Enhanced wear resistance of high-speed steel by pulsed electron-beam melting

We investigated the structural and phasic transformations occurring in the near-surface layers of pre-quenched high-speed steel subjected to pulsed electron beam melting and their effect on the wear resistance of cutting tools. Melting was induced by a pulsed electron beam depositing at the surface between 3 to 18 J/cm(2). Using electron microscopy and X-ray diffractions it has been revealed that - increasing the beam energy density during deposition - a gradual liquid-phase dissolution of initial globular MC carbide particles occurs in the near-surface layer of thickness up to similar to1 mum.
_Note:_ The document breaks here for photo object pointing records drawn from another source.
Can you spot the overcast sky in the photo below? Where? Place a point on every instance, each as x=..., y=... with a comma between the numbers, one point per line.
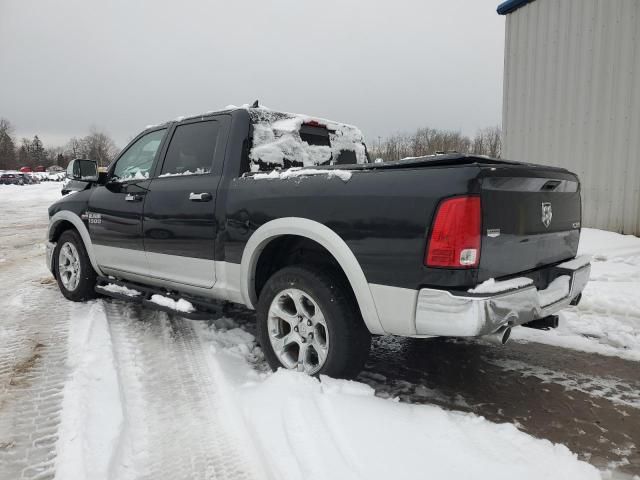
x=386, y=66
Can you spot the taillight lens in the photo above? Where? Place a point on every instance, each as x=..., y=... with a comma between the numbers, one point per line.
x=455, y=237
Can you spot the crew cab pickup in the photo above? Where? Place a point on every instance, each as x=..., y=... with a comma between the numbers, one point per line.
x=287, y=215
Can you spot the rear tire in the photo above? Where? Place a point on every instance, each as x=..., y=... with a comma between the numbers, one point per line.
x=309, y=321
x=72, y=266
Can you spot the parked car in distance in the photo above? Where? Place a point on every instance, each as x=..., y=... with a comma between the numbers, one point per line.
x=11, y=178
x=329, y=251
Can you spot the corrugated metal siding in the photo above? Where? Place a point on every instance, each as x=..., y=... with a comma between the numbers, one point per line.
x=572, y=98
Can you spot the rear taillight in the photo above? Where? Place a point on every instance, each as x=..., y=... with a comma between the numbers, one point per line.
x=455, y=237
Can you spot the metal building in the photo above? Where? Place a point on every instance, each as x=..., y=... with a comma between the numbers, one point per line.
x=572, y=98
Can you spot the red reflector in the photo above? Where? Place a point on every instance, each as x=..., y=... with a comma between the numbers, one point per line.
x=455, y=238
This process is accompanied by the formation of martensite crystals and an increase of residual austenite content. When the carbide particles are completely dissolved, martensitic transformation is suppressed. In this case, a structure is formed consisting predominantly of submicron cells of austenite phase separated by nanosized carbide interlayers. Irradiation of cutting tools (drills and saw blades) in a mode corresponding to an abrupt decrease in the content of M6C particles enhances the wear resistance of the tools. This is associated with the fixation of undissolved particles in the matrix, the formation of residual compressive stresses and of dispersed M3C carbide particles as well as the high content of the metastable austenite phase in the surface layer.